It was by faith that Sarah, too, received power to conceive and to bear a son, although she was beyond the age for it, for she believed that he who gave the promise could be absolutely relied upon. So from one man, and he a man whose body had lost its vitality, there were born descendants, as many as the stars of the sky in multitude, as countless as the sand upon the seashore.

The story of the promise of a son to Abraham and Sarah is told in Genesis 17:15-22; Genesis 18:9-15; Genesis 21:1-8. Its wonder is that both Abraham and Sarah were ninety years old, long past the age of begetting or bearing a child; and yet, according to the old story, that promise was made and came true.

The reaction of Abraham and Sarah to the promise of God followed a threefold course.

(i) It began with sheer incredulousness. When Abraham heard the promise he fell upon his face and laughed (Genesis 17:17). When Sarah heard it she laughed within herself (Genesis 18:12). On first hearing of the promises of God, the human reaction often is that this is far too good to be true.

"How thou canst think so well of us,

And be the God thou art,

Is darkness to my intellect,

But sunshine to my heart."

There is no mystery in all creation like the love of God. That he should love men and suffer and die for them is something that staggers us into sheer incredulity. That is why the Christian message is the gospel, good news; it is news so good that it is almost impossible to believe it true.

(ii) It passed into dawning realization. After the incredulity came the dawning realization that this was God who was speaking; and God cannot lie. The Jews used to lay it down as a primary law for a teacher that he must never promise his pupils what he was unwilling or unable to perform; to do so would be to accustom the pupils thus early to the broken word. When we remember that the one who makes the promise is God, there comes the realization that however astonishing that promise may be, it must none the less be true.

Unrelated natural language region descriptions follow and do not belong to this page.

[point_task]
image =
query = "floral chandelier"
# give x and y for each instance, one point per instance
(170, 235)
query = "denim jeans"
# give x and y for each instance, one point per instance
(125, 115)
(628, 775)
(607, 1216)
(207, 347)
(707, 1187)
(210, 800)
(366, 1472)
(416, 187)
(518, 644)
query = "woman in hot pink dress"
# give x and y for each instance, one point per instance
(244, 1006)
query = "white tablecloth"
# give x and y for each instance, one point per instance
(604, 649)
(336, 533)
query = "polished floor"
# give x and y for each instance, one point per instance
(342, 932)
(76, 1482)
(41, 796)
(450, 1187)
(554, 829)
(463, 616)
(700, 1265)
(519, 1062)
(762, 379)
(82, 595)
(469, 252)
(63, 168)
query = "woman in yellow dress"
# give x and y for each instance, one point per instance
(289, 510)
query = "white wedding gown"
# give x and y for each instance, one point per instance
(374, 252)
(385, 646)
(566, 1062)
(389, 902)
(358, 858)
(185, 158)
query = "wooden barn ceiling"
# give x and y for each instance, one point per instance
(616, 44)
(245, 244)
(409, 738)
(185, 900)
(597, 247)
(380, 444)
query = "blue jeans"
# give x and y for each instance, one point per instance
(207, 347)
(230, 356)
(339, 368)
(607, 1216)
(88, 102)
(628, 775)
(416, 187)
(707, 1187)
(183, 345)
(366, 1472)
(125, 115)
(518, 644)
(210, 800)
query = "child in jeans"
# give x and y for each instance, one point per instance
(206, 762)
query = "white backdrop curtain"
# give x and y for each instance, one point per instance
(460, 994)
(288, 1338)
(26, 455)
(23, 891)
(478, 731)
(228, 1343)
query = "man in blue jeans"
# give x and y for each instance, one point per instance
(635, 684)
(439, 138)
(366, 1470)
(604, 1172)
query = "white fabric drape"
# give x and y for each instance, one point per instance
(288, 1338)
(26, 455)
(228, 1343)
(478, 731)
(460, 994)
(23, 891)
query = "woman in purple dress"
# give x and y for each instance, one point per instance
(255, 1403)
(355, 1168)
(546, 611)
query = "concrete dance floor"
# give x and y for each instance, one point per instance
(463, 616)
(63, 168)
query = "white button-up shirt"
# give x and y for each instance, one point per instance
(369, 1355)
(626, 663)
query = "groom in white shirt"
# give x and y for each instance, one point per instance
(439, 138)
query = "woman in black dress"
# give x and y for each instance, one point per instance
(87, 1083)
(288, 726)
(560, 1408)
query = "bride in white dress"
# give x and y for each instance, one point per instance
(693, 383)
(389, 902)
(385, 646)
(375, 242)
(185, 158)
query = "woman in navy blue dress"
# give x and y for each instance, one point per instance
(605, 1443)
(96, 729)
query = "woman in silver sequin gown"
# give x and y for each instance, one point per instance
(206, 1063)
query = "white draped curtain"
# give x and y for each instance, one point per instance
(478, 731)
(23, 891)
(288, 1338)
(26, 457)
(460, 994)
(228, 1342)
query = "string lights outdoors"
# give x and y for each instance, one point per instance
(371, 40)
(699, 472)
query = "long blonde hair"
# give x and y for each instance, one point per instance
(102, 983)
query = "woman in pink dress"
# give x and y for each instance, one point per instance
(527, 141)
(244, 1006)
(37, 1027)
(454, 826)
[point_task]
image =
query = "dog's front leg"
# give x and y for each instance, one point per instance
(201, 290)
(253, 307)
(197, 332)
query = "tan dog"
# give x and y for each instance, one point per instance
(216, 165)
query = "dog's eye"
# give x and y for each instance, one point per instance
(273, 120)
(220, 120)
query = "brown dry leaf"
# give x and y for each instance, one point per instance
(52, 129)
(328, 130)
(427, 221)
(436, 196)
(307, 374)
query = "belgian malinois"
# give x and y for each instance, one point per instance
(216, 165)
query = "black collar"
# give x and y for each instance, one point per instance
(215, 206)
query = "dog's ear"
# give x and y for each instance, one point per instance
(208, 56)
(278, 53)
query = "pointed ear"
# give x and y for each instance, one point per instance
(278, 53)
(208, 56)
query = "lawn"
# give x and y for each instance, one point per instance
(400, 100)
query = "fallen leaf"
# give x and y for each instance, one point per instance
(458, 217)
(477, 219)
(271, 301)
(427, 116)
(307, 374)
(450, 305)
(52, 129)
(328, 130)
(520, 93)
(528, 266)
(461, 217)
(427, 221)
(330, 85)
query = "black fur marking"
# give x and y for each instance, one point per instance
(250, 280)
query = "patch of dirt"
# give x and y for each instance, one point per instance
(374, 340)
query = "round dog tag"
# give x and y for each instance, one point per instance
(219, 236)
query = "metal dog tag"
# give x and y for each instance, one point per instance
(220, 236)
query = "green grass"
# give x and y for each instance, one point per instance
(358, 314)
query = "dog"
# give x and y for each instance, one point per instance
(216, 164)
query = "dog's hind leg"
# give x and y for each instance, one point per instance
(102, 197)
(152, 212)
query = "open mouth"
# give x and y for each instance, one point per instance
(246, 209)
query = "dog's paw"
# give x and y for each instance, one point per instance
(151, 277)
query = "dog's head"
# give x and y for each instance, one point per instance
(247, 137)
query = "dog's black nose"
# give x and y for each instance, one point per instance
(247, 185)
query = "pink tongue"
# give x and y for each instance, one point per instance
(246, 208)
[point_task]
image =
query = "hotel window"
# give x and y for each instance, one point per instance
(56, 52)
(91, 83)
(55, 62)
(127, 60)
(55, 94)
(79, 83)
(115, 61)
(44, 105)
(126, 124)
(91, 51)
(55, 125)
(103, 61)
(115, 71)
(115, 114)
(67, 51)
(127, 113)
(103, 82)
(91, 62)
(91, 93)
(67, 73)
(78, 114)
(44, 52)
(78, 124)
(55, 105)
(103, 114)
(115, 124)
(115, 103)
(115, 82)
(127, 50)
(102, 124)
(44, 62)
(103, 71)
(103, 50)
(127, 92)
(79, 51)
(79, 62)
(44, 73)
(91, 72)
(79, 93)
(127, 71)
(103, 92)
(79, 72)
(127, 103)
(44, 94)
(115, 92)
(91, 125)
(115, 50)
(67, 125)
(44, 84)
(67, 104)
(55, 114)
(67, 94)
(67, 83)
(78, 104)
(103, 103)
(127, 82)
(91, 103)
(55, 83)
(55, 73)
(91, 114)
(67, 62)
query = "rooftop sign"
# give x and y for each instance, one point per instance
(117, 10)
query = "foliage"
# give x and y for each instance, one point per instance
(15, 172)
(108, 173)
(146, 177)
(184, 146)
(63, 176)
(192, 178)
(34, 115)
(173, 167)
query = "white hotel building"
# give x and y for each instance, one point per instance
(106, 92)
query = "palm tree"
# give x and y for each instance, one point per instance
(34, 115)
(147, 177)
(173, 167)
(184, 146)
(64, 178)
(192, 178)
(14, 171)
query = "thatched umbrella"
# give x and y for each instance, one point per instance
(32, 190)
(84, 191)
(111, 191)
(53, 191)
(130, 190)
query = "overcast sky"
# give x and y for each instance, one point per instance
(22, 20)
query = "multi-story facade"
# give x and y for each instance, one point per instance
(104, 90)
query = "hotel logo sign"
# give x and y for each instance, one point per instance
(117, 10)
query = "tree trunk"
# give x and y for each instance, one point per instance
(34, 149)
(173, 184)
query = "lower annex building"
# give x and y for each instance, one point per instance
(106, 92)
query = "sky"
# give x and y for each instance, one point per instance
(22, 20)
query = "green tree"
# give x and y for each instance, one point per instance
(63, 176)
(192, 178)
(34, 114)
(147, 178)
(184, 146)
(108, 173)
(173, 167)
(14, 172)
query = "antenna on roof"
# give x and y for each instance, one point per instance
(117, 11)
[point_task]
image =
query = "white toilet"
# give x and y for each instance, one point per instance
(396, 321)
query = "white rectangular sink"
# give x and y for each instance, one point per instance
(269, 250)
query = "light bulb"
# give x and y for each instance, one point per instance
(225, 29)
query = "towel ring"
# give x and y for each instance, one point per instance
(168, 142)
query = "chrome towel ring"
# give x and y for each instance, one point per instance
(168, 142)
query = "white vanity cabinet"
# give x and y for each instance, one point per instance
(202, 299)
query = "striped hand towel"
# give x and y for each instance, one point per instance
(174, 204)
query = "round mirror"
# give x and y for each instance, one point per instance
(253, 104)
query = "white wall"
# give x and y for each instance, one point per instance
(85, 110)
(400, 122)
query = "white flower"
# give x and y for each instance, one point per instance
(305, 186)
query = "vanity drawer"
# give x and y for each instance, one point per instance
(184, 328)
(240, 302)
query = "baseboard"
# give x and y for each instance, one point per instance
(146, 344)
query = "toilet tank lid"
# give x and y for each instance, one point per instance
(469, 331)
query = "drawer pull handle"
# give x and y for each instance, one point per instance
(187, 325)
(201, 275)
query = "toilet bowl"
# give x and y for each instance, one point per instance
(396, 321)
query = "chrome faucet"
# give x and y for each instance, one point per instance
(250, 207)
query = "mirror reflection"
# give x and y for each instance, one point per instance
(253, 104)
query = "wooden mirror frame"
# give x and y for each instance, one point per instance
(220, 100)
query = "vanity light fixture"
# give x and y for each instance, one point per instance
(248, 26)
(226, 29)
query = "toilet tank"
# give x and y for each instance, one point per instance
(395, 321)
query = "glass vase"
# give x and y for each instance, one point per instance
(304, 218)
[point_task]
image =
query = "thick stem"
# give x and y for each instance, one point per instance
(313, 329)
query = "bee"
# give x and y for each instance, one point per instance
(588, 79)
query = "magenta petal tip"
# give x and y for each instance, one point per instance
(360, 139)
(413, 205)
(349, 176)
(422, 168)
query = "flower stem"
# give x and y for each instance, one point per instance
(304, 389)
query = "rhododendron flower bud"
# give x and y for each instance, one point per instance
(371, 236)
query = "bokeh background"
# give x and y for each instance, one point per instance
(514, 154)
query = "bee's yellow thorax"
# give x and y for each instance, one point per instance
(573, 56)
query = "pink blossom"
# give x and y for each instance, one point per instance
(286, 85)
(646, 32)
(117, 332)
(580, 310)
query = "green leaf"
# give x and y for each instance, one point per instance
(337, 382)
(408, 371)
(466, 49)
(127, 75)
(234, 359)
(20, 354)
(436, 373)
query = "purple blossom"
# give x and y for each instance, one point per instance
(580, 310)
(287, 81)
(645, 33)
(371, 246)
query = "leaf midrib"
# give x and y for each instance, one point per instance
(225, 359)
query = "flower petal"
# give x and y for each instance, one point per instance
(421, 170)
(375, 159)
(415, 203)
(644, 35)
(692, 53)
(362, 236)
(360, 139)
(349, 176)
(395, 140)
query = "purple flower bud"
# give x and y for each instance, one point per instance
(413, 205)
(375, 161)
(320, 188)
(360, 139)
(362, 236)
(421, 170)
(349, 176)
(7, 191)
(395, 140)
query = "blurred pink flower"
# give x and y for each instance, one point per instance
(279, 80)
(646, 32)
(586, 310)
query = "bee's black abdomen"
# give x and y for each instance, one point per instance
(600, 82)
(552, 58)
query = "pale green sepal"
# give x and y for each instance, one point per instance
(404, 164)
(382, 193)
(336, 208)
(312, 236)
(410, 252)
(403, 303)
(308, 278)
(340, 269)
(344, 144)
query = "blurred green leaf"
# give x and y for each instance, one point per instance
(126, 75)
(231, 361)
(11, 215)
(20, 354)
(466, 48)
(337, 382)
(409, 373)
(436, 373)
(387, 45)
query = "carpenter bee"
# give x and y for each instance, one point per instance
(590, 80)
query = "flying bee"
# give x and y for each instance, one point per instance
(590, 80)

(iii) It culminated in the ability to believe in the impossible. That Abraham and Sarah should have a child, humanly speaking, was impossible. As Sarah said: "Who would have said that Sarah would suckle children?" (Genesis 21:7). But, by the grace and the power of God, the impossible became true. There is something here to challenge and uplift the heart of every man. Cavour said that the first essential of a statesman is "the sense of the possible." When we listen to men planning and arguing and thinking aloud, we get the impression of a vast number of things in this world which are known to be desirable but dismissed as impossible. Men spend the greater part of their lives putting limitations on the power of God. Faith is the ability to lay hold on that grace which is sufficient for all things in such a way that the things which are humanly impossible become divinely possible. With God all things are possible, and, therefore, the word impossible has no place in the vocabulary of the Christian and of the Christian Church.

SOJOURNERS AND STRANGERS (Hebrews 11:13-16)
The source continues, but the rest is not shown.